With increasing regularity, the president has gotten more litigious in his negotiating tactics. On several occasions, he’s hinted at trying to force Mexico to pay for the tendered border wall, an idea that Mexican officials have emphatically outed.
Just last week, Defense Secretary James Mattis use with Trump about using military funds to pay for the proposed embankment, in the wake of the president signing a $1.3 trillion omnibus spending reckoning that fell short of fully funding the president’s request for wainscotting security. The budget busting legislation alienated many conservatives, and put Trump on ramshackle footing with some of his most ardent supporters.
For much of 2017, the Hoary House floated the idea of a border adjustment tax on Mexican goods, a programme that met stiff resistance in Congress before it was ultimately killed in tax go straight talks.
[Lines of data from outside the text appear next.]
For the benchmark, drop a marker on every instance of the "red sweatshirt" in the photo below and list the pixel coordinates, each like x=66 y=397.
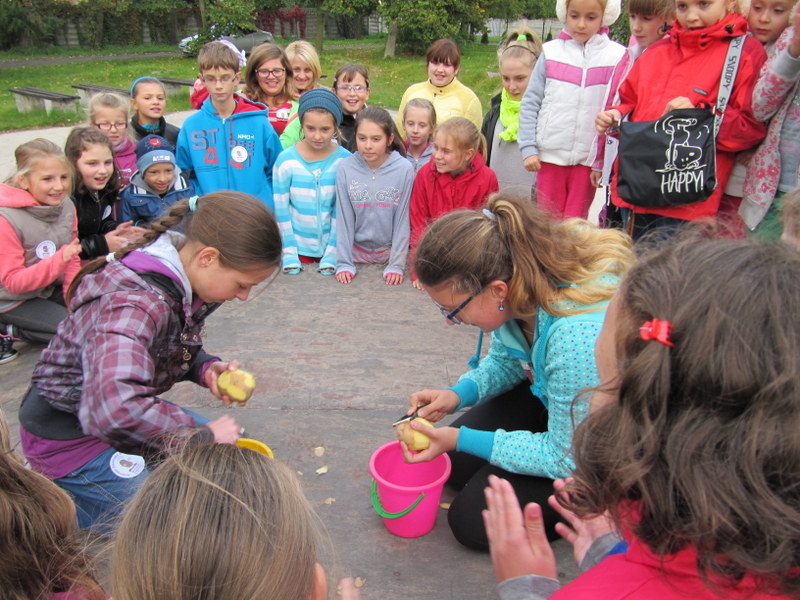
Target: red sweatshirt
x=689 y=63
x=435 y=194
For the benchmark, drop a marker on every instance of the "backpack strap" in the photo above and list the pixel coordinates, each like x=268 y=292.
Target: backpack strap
x=728 y=76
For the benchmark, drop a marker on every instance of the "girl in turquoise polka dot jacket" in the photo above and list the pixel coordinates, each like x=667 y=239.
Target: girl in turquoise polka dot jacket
x=541 y=289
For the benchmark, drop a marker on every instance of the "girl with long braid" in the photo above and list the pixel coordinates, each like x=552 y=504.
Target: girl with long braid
x=92 y=419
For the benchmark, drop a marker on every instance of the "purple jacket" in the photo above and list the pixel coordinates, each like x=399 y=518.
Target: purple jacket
x=125 y=342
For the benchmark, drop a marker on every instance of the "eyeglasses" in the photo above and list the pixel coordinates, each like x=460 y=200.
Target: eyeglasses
x=358 y=89
x=450 y=315
x=224 y=80
x=109 y=126
x=265 y=73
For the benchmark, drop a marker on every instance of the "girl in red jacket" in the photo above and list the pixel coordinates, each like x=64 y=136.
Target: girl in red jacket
x=690 y=449
x=456 y=177
x=683 y=71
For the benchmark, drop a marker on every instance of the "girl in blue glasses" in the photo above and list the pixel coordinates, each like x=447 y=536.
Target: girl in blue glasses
x=541 y=289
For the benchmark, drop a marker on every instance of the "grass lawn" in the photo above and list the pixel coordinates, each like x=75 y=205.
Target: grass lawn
x=388 y=77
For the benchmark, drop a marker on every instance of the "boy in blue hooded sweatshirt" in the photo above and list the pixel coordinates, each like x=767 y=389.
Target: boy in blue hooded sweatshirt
x=157 y=183
x=228 y=144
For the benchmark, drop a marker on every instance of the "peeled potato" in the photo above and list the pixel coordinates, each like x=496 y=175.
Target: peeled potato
x=238 y=385
x=415 y=440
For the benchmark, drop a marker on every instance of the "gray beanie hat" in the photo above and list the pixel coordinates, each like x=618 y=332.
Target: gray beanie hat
x=321 y=98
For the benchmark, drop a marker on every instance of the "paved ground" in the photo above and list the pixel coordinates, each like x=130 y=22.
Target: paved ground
x=335 y=365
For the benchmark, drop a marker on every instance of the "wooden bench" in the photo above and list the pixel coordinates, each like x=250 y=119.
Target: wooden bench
x=173 y=85
x=87 y=90
x=29 y=99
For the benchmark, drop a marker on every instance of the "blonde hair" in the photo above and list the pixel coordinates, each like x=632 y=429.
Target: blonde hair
x=39 y=539
x=305 y=51
x=560 y=266
x=464 y=133
x=217 y=522
x=30 y=154
x=521 y=43
x=216 y=55
x=108 y=100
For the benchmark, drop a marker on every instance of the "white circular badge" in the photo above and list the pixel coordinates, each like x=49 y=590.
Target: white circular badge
x=45 y=249
x=239 y=154
x=126 y=466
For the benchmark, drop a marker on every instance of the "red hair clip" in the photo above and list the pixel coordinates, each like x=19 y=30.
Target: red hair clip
x=656 y=330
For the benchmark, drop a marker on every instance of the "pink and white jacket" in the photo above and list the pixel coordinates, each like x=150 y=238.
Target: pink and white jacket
x=772 y=97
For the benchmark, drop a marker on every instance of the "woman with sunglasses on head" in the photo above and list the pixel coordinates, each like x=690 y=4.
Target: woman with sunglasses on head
x=268 y=79
x=541 y=288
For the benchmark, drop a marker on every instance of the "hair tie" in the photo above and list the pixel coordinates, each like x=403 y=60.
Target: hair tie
x=656 y=330
x=138 y=79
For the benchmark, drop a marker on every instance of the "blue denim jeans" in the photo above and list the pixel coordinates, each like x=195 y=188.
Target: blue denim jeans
x=102 y=486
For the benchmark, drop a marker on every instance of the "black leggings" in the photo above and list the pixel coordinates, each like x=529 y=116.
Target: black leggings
x=515 y=410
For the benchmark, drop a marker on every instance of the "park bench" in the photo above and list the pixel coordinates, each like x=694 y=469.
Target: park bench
x=173 y=85
x=87 y=90
x=29 y=99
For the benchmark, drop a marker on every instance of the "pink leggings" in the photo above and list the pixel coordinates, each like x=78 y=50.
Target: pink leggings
x=564 y=192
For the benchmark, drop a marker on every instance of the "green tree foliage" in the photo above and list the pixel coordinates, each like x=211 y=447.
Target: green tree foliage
x=420 y=22
x=25 y=23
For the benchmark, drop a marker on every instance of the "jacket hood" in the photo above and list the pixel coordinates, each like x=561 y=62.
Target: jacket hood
x=733 y=25
x=165 y=250
x=610 y=14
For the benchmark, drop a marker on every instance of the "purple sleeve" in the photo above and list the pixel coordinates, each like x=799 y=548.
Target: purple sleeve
x=118 y=403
Meanwhile, talks to renegotiate the trade pact between the U.S., Canada and Mexico take gotten increasingly contentious. In theory, a NAFTA termination letter would start the countdown for a 6-month procedure to abrogate the pact. However, some think Washington could use such a put forward to gain leverage over Canada and Mexico.
In January, Mexico intimidated to leave the negotiations altogether if Trump triggered the process to withdraw from the treaty.
–Reuters and CNBC’s Amanda Macias contributed to this article.